A Maternidade Divina

Theotókos, Mãe de Deus, solenemente proclamado pelo Concílio de Éfeso (431).  Em que sentido Maria é Mãe de Deus? O Eterno teve início?

 

Qual a pessoa que nasce de Maria? A segunda Pessoa da Ssma Trindade, que dela assumiu a carne humana.  Maria, porém, não é mãe apenas da carne humana, mas de toda a realidade do seu Filho, que tinha uma só Pessoa (a Divina).  Daí dizer-se que Maria é Mãe de Deus, enquanto Deus feito homem. Vejamos:

q  Deus escolheu Maria, por mera gratuidade, para ser Mãe Santa.  Para tanto encheu-a de graça, fê-la kecharitoméne.  Maria correspondeu fielmente ao dom de Deus, dizendo-se e fazendo-se a serva do Senhor (Lc 1,38-44);

q  Maria concebeu o Filho de Deus de maneira livre e generosa. Para isto devia ter certo conhecimento do dom e da missão que lhe eram propostos (não se tratava de conhecimento pleno – Lc 2,50);

q  Maria concebeu o Filho de Deus numa atitude de fé teologal. Dizem os antigos Padres da Igreja que ela concebeu em seu espírito antes que no seu seio. Ela acolheu primeiramente a palavra das Escrituras pela fé para poder acolher o Verbo de Deus em seu seio materno. Em todos os cristãos este mistério se reproduz, ao menos em parte, pois Deus nasce no coração dos homens pela fé. (Lc 8,21; 11,28);

q  Maria foi escolhida como filha de Sião ou como membro de um povo chamado a gerar o Messias. Isto quer dizer que o Sim de Maria é o Sim de uma coletividade; é o Sim de todo o gênero humano, o chamado a se prolongar na Igreja através dos séculos;

q  Maria é privilegiada, mas ela se intitula “servidora de Deus e dos homens” (Lc 1,38.48). O próprio Jesus ensinou que “o maior deve ser como aquele que serve” (Lc 22,26; Jo 12,13-15).

 

SIGNIFICADO DA MATERNIDADE VIRGINAL

A IDENTIDADE DE JESUS

O Filho de Deus se fez homem sem ter pai na terra, pois já tinha Pai no Céu; como Deus, era Filho do Pai Eterno; como homem, tornou-se Filho de Maria; Maria foi fecundada pela ação direta do próprio Deus. A geração virginal foi o modo pelo qual o Pai quis exprimir na carne humana a sua paternidade em relação a Jesus. Este não é um mero homem como os outros homens, mas é Deus e homem; por isto nasceu como nenhum homem nasceu.

 

O teólogo protestante Karl Barth (+1968), afirma que a fórmula do Credo “nascido de Maria Virgem”, indica a soberania da ação de Deus; significa “Ter nascido como jamais alguém nasceu, ter visto a luz de maneira biologicamente tão impossível quanto é impossível a ressurreição de um morto, isto é, ter sido chamado à vista não em conseqüência de intervenção do varão, mas unicamente por gravidez da mulher”.

 

A concepção virginal de Maria está muito mais ligada à identidade de Jesus do que à de Maria.  Toda a figura de Maria – rica de graça – é essencialmente função da figura de Jesus, como todo o culto a Maria é marcadamente cristocêntrico.
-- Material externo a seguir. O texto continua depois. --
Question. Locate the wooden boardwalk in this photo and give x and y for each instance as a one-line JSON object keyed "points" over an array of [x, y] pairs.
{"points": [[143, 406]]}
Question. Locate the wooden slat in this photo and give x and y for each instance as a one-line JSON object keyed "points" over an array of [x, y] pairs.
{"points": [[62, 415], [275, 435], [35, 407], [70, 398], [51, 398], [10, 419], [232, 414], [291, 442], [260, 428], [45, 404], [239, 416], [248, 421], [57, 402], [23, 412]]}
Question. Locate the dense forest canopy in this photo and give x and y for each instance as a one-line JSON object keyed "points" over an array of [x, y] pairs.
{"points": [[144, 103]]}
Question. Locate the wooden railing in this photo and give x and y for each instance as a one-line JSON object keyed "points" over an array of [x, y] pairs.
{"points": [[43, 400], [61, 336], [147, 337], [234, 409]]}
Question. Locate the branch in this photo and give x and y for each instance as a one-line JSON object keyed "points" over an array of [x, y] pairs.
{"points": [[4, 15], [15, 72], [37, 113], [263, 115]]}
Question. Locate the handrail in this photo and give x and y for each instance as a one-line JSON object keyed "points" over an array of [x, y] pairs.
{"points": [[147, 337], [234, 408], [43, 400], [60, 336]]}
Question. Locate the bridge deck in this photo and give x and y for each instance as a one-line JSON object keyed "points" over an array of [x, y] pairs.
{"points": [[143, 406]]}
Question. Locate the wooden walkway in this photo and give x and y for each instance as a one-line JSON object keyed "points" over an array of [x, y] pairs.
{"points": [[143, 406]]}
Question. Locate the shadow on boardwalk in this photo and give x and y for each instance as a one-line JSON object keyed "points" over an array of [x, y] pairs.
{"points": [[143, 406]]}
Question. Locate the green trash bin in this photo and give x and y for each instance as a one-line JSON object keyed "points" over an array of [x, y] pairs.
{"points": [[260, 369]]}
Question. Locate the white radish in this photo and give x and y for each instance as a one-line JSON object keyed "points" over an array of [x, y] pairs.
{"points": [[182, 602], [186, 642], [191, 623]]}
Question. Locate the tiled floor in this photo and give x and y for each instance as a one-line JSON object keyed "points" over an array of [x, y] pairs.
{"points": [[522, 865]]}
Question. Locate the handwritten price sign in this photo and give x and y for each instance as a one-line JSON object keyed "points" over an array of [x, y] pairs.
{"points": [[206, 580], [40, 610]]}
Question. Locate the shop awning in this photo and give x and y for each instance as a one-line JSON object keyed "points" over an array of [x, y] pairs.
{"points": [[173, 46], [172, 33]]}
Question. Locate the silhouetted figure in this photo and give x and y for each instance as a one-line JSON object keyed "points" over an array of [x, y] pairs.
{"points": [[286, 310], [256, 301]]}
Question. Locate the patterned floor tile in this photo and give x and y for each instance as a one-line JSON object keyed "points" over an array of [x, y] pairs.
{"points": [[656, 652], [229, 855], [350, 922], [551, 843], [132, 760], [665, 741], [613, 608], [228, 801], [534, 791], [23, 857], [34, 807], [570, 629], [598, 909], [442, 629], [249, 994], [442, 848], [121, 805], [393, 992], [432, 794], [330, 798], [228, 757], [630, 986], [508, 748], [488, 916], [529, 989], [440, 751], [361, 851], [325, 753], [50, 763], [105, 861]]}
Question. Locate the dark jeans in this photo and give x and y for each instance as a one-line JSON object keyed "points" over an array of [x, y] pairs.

Cancelar a virgindade de Maria seria indiretamente cancelar o aspecto principal da identidade de Cristo.

 

IRRUPÇÃO DO SOBRENATURAL

         “Sobrenatural” é dom de Deus (suave e discreto) que está acima das exigências de qualquer criatura. O plano de salvação que Deus concebeu para o homem, tem um objetivo sobrenatural: levar os homens à comunhão com a Vida de Deus, fazendo-os filhos no Filho e habilitando-os à visão face-à-face da Beleza infinita.

 

         A maternidade virginal de Maria significa que não é o homem que dá a si mesmo a salvação, nem ele é capaz de a provocar.  Como a virgem não recebeu do homem, mas de Deus, o seu Filho, assim nós recebemos a salvação de Deus como dádiva totalmente gratuita. Assim, a salvação do homem é graça; ela não se deve nem “à vontade da carne, nem à vontade do homem”, mas à livre e soberana iniciativa de Deus (Jo 1,13).

 

         A superação das leis ordinárias da biologia vem a ser também o prenúncio da nova geração ou da regeneração que Cristo oferece a todos os que nele crêem e a Ele se incorporam pelo Batismo; este é um renascer, que não se faz conforme as leis da biologia, mas segundo o Espírito (Jo 3,3).

 

O PAPEL DA MULHER

         A maternidade virginal de Maria põe em evidência o papel da mulher na obra salvação do gênero humano. Esta prerrogativa da mulher não se realizou apenas no plano fisiológico.  Maria disse o seu Sim antes de conceber o Filho (Lc 1,38). Este sim foi dito em nome de todo o gênero humano; assim uma mulher tornou-se uma representante de toda a humanidade no diálogo decisivo do Criador com a criatura. Concedendo tão valiosa função à mulher, o Senhor Deus quis abrir o caminho à exaltação da mulher e mostrar a importância que Ele atribuiria a esta Igreja.

 

         O Filho de Deus assumiu a natureza humana escolhendo o sexo masculino. Essa escolha podia parecer um privilégio concedido a um sexo em detrimento do outro. Na verdade, porém, o plano de Deus incluía a colaboração de ambos os sexos: a uma mulher – Maria – o Criador reservou a função de representar o gênero humano inteiro diante do anúncio da vinda do Salvador. Em Cristo vemos, com toda a Tradição, o segundo Adão (Rm 5,14; 1Cor 15,45-49), e em Maria a nova Eva. Unindo a Virgem-Mãe e o Salvador se Filho, o Pai Celeste realizou a mais perfeita associação do homem e da mulher que jamais tenha ocorrido.

 

NOÇÃO POSITIVA DA VIRGINDADE

Muitos dos que rejeitam a virgindade de Maria, talvez o façam por ter da virgindade uma idéia negativa. Poderiam pensar que a relação carnal é moralmente impura e transmissora do pecado; por isto, Maria não teria tido cópula sexual.  Ora esta noção é falsa; a pureza e santidade podem ocorrer também no matrimônio cristão plenamente vivido. Numa autêntica visão de fé, a virgindade de Maria apresenta três aspectos positivos.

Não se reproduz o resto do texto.